Quintilian aptly observes that language usage changes over time. Whether it is actually improving or not, the language does change (Quintilian IX.3.1). Regardless, some verbal figures have to do with the words themselves and some have to do with the organization of the phrases (Quintilian IX.3.2). Quintilian warns against using figures of speech too much or too little (Quintilian IX.3.4). He compares figures to seasoning in food. Common figures in Latin would include use of nouns in an unexpected gender or use of deponent or passive verbs where the active voice would be more customary (Quintilian IX.3.6-7). Less common may be a variety of verb tenses or unusual construction involving one part of speech used as another. Quintilian illustrates this with passages from numerous authors.
The process of change of part of speech leads rather naturally to use of phrases, clauses, or even sentences in unusual manners, such as when the speaker interrupts himself (Quintilian IX.3.23). Quintilian illustrates these larger syntactic figures from various authors. Some may include use of parallelism or repetition of the beginning or end of lines (Quintilian IX.3.29ff). The arrangement may even involve repetition within a long sentence or throughout a paragraph (Quintilian IX.3.43).
Quintilian does provide a useful catalog of various figures of syntax, beginning at 9.3.49. All serve to shape an overall message. The language rises and falls to create a sensible contour (Quintilian IX.3.54).
Quintilian further discusses figures created by omission of words, seeking “the merit of brevity or novelty” (Quintilian IX.3.58). The omission of words, as well as a use of similar sounding words in parallel sentences, may be very effective in balancing the phrasing of a speech (Quintilian IX.3.66). Use of very similar words so as to create a pun of sorts is a punishment which renders Quintilian out of sorts (Quintilian IX.3.70). Balance in language, however, is a good thing (Quintilian IX.3.75). Quintilian illustrates and names several ways that balance can be accomplished.
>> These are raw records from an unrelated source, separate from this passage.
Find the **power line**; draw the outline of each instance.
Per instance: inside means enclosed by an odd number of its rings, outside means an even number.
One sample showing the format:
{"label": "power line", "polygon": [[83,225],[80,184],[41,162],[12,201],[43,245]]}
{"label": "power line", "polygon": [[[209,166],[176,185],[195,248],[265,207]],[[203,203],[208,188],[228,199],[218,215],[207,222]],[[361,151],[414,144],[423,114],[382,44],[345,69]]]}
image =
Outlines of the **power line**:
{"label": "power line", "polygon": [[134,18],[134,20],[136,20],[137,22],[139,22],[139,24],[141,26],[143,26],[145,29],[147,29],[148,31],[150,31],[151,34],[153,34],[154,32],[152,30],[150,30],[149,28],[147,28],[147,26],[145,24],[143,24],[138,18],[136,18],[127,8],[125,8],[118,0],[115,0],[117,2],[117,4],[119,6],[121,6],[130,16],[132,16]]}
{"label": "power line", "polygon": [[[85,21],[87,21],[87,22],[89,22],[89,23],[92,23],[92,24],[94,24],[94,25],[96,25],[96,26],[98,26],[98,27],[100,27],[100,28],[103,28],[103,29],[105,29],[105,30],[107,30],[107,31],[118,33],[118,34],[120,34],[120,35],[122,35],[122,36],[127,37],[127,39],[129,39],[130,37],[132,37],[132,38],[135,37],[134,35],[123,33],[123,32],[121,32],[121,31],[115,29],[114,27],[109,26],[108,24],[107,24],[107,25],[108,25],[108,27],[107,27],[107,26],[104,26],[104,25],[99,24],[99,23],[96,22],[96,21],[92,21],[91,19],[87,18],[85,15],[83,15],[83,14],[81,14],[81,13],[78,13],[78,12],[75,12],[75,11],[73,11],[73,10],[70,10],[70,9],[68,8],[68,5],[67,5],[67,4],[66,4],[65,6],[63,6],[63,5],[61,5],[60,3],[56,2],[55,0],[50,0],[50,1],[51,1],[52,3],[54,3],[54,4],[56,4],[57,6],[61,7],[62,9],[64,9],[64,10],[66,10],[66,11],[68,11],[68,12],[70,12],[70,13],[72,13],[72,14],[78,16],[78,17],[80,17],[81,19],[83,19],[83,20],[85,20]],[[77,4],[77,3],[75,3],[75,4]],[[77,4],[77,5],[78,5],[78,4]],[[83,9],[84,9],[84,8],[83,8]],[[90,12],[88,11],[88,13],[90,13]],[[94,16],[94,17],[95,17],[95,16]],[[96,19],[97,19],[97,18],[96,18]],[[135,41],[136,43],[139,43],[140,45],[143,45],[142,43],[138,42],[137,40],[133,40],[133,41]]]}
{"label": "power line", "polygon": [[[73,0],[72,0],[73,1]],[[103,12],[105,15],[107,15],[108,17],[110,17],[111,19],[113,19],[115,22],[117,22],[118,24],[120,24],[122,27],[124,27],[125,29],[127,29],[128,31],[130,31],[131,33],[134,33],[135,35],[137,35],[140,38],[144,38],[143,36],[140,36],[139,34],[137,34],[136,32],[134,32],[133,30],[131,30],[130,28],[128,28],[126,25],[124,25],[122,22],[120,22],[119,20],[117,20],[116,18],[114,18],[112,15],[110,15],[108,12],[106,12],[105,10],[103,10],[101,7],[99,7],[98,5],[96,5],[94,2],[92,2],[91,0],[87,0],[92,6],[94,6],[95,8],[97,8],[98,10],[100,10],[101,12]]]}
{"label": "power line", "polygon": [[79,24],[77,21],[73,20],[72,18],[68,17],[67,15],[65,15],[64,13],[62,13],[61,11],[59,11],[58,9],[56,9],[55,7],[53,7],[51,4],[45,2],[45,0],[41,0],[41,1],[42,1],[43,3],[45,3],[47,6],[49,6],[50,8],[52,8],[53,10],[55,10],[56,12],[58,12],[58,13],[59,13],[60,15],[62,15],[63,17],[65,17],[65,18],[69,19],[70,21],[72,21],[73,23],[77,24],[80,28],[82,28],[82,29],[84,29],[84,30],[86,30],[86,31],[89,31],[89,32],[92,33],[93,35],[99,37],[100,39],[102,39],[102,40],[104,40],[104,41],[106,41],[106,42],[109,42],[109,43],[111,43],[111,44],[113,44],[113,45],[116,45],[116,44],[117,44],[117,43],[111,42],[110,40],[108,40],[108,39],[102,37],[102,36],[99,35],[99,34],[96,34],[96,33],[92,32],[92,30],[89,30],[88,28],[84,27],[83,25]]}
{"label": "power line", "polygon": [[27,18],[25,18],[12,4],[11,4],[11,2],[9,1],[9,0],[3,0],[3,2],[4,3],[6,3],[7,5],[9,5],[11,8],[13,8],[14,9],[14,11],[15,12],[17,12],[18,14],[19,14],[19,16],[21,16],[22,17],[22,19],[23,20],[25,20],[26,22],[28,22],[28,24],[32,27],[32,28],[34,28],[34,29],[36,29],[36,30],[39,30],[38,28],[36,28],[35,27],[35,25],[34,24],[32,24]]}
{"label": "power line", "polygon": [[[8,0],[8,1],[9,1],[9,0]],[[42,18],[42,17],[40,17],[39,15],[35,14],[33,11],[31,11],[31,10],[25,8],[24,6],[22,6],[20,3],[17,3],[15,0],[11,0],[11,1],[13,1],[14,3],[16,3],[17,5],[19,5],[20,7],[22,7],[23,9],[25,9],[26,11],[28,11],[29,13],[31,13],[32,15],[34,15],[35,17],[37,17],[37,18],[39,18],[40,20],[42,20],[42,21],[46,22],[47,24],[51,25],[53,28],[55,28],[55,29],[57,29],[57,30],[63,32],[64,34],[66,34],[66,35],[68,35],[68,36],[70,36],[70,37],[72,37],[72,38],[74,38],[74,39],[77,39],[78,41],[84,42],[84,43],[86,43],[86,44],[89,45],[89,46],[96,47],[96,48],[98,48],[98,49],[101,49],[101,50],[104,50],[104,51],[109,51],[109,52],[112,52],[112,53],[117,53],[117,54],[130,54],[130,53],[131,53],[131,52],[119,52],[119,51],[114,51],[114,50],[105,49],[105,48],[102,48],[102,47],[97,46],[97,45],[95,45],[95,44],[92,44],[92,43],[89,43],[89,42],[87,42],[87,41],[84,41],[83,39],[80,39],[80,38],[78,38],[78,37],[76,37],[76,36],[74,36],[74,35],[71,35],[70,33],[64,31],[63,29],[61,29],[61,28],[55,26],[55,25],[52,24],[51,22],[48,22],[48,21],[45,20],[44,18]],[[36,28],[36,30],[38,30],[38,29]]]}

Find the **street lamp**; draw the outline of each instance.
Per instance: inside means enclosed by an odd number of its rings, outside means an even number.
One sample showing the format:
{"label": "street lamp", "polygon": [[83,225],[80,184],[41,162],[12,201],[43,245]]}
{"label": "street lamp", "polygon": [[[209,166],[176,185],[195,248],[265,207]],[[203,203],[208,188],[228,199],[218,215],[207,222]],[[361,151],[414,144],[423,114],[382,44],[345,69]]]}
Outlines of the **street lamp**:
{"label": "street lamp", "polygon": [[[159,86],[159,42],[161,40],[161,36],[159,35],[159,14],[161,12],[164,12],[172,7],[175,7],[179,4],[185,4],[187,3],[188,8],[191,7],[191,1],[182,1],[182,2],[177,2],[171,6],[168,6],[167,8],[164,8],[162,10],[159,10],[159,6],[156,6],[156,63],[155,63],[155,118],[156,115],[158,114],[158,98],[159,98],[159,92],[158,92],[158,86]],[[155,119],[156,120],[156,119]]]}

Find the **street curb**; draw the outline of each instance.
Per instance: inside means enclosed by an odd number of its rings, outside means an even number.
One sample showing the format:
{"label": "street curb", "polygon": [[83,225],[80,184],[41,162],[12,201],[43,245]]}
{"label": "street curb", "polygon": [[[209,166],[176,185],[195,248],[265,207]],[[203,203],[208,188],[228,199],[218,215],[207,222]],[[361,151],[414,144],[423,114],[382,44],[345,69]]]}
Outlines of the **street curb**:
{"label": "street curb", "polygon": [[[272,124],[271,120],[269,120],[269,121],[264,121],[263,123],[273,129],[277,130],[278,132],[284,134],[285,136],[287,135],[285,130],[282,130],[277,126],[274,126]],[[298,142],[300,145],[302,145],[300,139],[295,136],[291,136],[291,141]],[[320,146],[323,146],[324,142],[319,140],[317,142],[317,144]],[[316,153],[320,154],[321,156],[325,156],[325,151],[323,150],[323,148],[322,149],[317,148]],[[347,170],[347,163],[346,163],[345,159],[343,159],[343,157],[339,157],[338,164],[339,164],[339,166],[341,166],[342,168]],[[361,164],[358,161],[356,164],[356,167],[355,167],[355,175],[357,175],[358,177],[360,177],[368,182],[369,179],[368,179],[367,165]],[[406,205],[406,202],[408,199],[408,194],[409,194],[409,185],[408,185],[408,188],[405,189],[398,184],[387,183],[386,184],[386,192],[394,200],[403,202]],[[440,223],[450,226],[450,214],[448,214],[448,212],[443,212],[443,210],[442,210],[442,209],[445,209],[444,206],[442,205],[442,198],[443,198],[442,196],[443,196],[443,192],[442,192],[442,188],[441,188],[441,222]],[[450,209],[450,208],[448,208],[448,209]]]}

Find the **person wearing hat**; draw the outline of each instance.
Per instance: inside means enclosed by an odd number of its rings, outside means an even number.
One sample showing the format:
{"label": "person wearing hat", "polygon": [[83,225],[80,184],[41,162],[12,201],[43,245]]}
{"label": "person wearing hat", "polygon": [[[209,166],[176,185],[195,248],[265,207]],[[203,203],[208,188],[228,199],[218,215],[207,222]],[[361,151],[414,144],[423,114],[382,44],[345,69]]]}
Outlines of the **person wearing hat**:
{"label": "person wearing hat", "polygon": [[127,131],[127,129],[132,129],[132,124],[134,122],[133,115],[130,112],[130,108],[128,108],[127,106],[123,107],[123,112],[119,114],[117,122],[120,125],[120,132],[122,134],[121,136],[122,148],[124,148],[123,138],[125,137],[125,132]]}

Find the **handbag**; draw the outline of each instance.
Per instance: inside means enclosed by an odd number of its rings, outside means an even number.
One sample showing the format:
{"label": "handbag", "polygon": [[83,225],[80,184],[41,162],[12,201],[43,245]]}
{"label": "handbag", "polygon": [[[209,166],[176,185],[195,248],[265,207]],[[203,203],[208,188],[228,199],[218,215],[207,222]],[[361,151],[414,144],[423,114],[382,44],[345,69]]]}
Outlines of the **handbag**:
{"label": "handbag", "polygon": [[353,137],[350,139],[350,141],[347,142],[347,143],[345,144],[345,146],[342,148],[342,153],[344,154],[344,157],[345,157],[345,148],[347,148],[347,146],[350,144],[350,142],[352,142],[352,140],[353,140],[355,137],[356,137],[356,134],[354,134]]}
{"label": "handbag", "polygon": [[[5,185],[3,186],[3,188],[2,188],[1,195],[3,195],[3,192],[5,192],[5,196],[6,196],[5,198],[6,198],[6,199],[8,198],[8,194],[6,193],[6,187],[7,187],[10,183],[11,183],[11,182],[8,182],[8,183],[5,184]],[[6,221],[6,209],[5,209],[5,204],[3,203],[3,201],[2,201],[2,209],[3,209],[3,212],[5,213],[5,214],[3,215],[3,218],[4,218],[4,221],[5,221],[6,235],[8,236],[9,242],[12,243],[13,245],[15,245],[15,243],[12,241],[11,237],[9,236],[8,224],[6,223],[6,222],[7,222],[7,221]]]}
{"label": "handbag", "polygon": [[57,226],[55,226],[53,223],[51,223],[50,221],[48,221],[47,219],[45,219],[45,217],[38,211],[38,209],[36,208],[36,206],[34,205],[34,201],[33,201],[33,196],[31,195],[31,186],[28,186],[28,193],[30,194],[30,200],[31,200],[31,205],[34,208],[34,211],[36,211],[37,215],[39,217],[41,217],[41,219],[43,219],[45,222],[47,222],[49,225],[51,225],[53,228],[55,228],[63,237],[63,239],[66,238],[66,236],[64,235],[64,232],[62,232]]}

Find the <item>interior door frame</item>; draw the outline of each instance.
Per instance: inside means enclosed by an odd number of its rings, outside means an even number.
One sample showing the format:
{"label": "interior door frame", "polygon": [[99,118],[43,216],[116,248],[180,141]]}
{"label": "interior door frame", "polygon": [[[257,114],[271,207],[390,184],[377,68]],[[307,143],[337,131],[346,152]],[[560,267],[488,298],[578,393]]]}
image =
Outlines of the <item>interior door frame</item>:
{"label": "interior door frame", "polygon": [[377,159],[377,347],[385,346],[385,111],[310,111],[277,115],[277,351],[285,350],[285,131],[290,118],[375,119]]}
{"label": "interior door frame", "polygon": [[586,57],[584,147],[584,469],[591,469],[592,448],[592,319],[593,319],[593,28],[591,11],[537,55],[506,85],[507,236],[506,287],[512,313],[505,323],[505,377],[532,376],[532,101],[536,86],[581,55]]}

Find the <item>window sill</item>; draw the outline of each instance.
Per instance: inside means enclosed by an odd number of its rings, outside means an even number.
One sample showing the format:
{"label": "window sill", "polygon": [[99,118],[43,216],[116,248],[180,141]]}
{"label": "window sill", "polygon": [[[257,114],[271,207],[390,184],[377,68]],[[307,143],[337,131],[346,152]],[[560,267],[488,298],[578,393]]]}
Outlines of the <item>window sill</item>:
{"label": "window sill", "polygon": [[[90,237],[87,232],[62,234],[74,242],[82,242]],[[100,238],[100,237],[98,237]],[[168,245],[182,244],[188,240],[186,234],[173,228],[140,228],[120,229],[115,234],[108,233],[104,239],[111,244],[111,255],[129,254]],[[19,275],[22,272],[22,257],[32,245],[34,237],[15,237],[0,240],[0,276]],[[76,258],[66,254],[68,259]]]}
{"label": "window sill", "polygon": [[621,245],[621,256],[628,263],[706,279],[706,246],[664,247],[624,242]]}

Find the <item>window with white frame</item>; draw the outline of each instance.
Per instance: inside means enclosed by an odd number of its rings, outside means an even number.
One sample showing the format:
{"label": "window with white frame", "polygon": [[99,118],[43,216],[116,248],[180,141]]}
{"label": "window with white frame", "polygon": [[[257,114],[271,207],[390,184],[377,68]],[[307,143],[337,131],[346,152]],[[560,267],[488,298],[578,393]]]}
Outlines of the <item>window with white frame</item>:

The line between a figure of words and a figure of thought may blur from time to time (Quintilian IX.3.88). An example would be an expression of doubt or one of personification. Both words and ideas are at work in these statements. Of particular use in this portion of Quintilian’s work is his frequent mention of other orators, their works, and the categories of figures which they provide. Finally, Quintilian observes that any figures of speech and thought should be used judiciously (Quintilian IX.3.100). Overuse or too little use are both failings in eloquent communication.